Regentaba el negocio Ricardo Martínez Morero, con la ayuda infatigable de María y Ricardo Franco Martínez, joven de bigote fino y mirada curiosa, que acabaría trazando su propio camino más allá del obrador familiar.
Ellos eran algo más que comerciantes: eran alquimistas del azúcar, guardianes de una memoria dulce que se transmitía en recetas escritas en libretas de tapas de hule, con manchas de yema y grasa como medallas del oficio.
No eran tiempos fáciles, pero en aquella confitería los “tocinos de cielo” eran celestiales, y las “alpisteras” —de nombre humilde y sabor glorioso— se deshacían en la boca con la misma suavidad que un buen recuerdo. En Todos los Santos se desbordaba el escaparate con “huesos de santo” blancos, dulcemente funerarios, y con panales de fresa o de anís que convertían el mostrador en un campo de flores azucaradas. Y en Navidad, los “polvorones de la casa” y las aplaudidas “Tortas de San José” eran gloria bendita, rivalizando en popularidad con los villancicos y el anís del Mono.
Con los años, Ricardo Franco Martínez cruzó la bahía para fundar La Camelia en Cádiz, otra confitería de solera y paladar fino. Allí continuó la saga repostera, mientras la vieja tienda de la Larga echaba el cierre en los años cincuenta, no sin antes dejar honda huella en varias generaciones de portuenses. La Camelia, por su parte, acabaría siendo un referente gaditano, ligado también a nombres como Consuelo Gamero Brun, concejala socialista, y su hermano Antonio Gamero Alba, presidente de HORECA en los agitados ochenta, cuando la hostelería de la provincia también era campo de batalla y de sueños.
Más tarde, Ricardo el confitero tomaría rumbo a América, como tantos andaluces de su tiempo. En México encontraría otra vida, pero a buen seguro llevó en la maleta el olor del azúcar quemado, la textura de una torta bien horneada y la dulce melancolía de una infancia entre bandejas y caramelos.

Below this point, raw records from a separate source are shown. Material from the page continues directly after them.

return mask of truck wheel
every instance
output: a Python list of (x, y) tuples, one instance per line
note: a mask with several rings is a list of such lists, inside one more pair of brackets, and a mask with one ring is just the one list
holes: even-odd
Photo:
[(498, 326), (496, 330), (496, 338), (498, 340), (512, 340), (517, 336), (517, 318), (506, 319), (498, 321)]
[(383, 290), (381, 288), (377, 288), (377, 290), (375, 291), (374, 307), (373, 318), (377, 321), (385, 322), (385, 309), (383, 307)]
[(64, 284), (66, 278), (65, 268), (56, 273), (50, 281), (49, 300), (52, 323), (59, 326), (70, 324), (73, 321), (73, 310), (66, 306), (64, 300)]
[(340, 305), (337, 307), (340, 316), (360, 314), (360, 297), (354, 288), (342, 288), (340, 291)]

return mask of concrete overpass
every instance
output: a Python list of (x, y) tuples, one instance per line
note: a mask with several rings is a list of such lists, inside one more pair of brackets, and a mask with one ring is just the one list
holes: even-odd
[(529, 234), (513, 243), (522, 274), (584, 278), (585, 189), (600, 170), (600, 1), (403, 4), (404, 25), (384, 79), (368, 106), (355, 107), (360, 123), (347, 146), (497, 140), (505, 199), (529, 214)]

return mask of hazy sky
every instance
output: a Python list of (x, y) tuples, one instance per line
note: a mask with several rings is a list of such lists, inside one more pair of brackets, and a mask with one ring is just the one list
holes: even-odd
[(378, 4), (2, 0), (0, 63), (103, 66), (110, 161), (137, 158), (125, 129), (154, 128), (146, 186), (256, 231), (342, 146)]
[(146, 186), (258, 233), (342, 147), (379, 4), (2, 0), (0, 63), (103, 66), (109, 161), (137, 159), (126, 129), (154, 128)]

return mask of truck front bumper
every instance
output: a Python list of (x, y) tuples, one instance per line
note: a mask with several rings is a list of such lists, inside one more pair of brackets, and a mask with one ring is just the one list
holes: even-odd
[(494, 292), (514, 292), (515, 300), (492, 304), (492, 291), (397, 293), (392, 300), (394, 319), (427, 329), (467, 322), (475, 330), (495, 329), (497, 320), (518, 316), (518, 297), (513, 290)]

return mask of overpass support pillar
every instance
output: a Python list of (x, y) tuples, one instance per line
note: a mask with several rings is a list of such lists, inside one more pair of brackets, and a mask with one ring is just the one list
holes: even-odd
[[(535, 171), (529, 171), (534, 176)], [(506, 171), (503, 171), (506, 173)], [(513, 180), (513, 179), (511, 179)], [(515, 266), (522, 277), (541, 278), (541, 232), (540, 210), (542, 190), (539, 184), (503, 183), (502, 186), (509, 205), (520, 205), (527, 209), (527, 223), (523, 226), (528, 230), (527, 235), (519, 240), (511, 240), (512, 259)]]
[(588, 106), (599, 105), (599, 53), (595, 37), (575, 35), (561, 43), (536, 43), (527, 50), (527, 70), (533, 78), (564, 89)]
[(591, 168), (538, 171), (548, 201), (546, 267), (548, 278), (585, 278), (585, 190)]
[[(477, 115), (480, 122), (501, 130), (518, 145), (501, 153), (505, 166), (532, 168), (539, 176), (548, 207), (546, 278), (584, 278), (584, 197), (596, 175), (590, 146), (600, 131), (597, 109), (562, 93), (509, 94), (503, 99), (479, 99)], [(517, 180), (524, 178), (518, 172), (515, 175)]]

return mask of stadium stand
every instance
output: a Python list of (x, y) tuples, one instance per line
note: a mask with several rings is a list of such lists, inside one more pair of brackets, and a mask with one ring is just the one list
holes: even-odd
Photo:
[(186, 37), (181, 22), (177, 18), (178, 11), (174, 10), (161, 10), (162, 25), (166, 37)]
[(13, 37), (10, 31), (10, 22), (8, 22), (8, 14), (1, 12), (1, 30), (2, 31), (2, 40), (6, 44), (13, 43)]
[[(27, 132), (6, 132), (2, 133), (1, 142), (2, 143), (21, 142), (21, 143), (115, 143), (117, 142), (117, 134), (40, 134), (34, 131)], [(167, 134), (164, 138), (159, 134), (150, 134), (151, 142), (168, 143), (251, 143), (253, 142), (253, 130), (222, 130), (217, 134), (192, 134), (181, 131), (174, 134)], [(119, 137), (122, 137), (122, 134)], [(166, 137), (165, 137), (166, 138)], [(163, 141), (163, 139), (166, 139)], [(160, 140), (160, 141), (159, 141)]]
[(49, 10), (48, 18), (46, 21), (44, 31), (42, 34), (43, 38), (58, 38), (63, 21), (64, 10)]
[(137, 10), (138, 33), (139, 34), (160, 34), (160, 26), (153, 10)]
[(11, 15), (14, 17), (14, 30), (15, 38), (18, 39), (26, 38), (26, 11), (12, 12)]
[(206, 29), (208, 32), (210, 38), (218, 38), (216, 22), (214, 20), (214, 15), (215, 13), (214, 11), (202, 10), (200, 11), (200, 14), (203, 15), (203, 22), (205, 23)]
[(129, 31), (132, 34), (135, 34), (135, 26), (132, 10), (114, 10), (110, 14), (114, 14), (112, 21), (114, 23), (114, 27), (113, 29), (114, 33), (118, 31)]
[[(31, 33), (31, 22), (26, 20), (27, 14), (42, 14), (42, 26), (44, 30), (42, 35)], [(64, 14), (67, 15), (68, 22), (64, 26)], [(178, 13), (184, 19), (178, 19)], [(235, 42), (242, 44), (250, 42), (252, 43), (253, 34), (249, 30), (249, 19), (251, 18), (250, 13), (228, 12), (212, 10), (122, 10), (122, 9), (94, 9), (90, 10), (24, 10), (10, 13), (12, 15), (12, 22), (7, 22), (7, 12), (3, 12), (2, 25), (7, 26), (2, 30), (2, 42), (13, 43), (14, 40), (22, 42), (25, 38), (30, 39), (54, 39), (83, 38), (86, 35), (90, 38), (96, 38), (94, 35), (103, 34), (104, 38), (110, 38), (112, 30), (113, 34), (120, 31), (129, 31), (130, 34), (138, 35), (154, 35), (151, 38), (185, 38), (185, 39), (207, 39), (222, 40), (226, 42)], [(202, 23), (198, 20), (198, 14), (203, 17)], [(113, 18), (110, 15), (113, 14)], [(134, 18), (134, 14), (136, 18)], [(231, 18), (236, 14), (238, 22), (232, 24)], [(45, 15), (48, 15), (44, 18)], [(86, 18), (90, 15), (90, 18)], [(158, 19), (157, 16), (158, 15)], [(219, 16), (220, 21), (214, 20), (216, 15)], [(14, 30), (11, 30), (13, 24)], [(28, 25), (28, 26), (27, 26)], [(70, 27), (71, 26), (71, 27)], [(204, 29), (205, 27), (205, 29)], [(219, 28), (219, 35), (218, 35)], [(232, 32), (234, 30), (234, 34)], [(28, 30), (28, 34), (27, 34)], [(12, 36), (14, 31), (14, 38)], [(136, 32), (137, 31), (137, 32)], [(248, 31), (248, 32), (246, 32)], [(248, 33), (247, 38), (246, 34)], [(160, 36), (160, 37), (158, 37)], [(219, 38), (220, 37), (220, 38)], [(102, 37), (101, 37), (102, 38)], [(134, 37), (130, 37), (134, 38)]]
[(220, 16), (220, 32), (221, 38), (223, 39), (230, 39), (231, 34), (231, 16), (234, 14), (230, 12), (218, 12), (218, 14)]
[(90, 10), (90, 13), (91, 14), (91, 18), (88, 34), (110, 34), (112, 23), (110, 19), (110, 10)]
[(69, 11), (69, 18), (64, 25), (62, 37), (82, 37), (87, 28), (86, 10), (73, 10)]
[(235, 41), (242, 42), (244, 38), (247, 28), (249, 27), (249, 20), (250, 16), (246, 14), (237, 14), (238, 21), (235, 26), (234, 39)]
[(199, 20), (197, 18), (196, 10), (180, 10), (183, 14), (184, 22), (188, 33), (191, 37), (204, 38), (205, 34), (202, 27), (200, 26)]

Hoy, quienes escuchan el nombre de la confitería San José quizá no sepan situarla en un mapa, pero muchos mayores de El Puerto de edad provecta aún cierran los ojos y la ven: el mostrador de mármol, la campanilla de la puerta, y ese otro mundo donde los dulces no solo se comían, sino que se recordaban. Con sabor a casa, a abuela y a domingo. Con sabor a Ricardo Franco.